Get started by loading an instance of the StableDiffusionInpaintPipeline:
import PIL
import requests
import torch
from io import BytesIO
from diffusers import StableDiffusionInpaintPipeline
pipeline = StableDiffusionInpaintPipeline.from_pretrained(
"runwayml/stable-diffusion-inpainting",
torch_dtype=torch.float16,
use_safetensors=True,
variant="fp16",
)
pipeline = pipeline.to("cuda")
Download an image and a mask of a dog which you’ll eventually replace:
def download_image(url):
response = requests.get(url)
return PIL.Image.open(BytesIO(response.content)).convert("RGB")
img_url = "https://raw.githubusercontent.com/CompVis/latent-diffusion/main/data/inpainting_examples/overture-creations-5sI6fQgYIuo.png"

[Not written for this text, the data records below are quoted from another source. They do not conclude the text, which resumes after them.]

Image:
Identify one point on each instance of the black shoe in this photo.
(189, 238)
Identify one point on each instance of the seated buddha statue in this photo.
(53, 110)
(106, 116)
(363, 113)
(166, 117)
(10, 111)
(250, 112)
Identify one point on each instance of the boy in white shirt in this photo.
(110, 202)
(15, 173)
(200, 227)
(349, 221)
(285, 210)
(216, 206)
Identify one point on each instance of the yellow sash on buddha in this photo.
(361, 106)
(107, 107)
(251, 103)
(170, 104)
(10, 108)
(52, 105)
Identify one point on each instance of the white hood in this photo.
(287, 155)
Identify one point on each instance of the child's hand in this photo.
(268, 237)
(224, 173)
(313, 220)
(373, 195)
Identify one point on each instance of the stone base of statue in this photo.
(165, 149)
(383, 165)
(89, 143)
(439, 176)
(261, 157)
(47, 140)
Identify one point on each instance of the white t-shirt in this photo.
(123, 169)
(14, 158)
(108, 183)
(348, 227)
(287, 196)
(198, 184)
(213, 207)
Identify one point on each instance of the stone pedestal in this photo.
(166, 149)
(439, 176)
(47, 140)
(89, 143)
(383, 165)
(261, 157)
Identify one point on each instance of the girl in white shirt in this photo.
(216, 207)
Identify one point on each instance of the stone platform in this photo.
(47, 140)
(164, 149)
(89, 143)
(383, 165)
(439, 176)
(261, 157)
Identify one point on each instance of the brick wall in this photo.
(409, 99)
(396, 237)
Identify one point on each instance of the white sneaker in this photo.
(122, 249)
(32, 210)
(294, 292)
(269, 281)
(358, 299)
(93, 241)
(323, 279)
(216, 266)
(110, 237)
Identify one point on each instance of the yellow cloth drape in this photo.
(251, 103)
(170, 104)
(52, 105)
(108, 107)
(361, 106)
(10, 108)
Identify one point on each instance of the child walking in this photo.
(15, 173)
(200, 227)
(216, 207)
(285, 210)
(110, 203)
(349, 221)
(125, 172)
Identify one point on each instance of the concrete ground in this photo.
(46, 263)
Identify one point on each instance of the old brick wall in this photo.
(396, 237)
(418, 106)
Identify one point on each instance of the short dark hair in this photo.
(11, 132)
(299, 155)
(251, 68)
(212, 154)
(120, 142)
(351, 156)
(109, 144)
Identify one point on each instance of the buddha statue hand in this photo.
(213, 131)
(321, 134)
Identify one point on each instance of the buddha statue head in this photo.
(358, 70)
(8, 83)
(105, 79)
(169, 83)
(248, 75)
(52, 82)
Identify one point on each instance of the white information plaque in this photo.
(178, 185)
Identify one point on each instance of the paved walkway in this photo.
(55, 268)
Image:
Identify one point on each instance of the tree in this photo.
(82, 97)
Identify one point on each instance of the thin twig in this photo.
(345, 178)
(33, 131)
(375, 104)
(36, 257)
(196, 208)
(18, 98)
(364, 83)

mask_url = "https://raw.githubusercontent.com/CompVis/latent-diffusion/main/data/inpainting_examples/overture-creations-5sI6fQgYIuo_mask.png"
init_image = download_image(img_url).resize((512, 512))
mask_image = download_image(mask_url).resize((512, 512))
Now you can create a prompt to replace the mask with something else:
prompt = "Face of a yellow cat, high resolution, sitting on a park bench"
image = pipeline(prompt=prompt, image=init_image, mask_image=mask_image).images[0]
image |
mask_image |
prompt |
output |
---|---|---|---|
Face of a yellow cat, high resolution, sitting on a park bench |
A previous experimental implementation of inpainting used a different, lower-quality process. To ensure backwards compatibility, loading a pretrained pipeline that doesn’t contain the new model will still apply the old inpainting method.
Check out the Spaces below to try out image inpainting yourself!
Preserving the Unmasked Area of the Image
Generally speaking, StableDiffusionInpaintPipeline (and other inpainting pipelines) will change the unmasked part of the image as well. If this behavior is undesirable, you can force the unmasked area to remain the same as follows:
import PIL
import numpy as np
import torch
from diffusers import StableDiffusionInpaintPipeline
from diffusers.utils import load_image
device = "cuda"
pipeline = StableDiffusionInpaintPipeline.from_pretrained(
"runwayml/stable-diffusion-inpainting",
torch_dtype=torch.float16,
)
pipeline = pipeline.to(device)
img_url = "https://raw.githubusercontent.com/CompVis/latent-diffusion/main/data/inpainting_examples/overture-creations-5sI6fQgYIuo.png"
mask_url = "https://raw.githubusercontent.com/CompVis/latent-diffusion/main/data/inpainting_examples/overture-creations-5sI6fQgYIuo_mask.png"
init_image = load_image(img_url).resize((512, 512))
mask_image = load_image(mask_url).resize((512, 512))
prompt = "Face of a yellow cat, high resolution, sitting on a park bench"
repainted_image = pipeline(prompt=prompt, image=init_image, mask_image=mask_image).images[0]
repainted_image.save("repainted_image.png")
# Convert mask to grayscale NumPy array
mask_image_arr = np.array(mask_image.convert("L"))
# Add a channel dimension to the end of the grayscale mask
mask_image_arr = mask_image_arr[:, :, None]
# Binarize the mask: 1s correspond to the pixels which are repainted
mask_image_arr = mask_image_arr.astype(np.float32) / 255.0
mask_image_arr[mask_image_arr < 0.5] = 0
mask_image_arr[mask_image_arr >= 0.5] = 1
# Take the masked pixels from the repainted image and the unmasked pixels from the initial image
unmasked_unchanged_image_arr = (1 - mask_image_arr) * init_image + mask_image_arr * repainted_image
unmasked_unchanged_image = PIL.Image.fromarray(unmasked_unchanged_image_arr.round().astype("uint8"))
unmasked_unchanged_image.save("force_unmasked_unchanged.png")
Forcing the unmasked portion of the image to remain the same might result in some weird transitions between the unmasked and masked areas, since the model will typically change the masked and unmasked areas to make the transition more natural.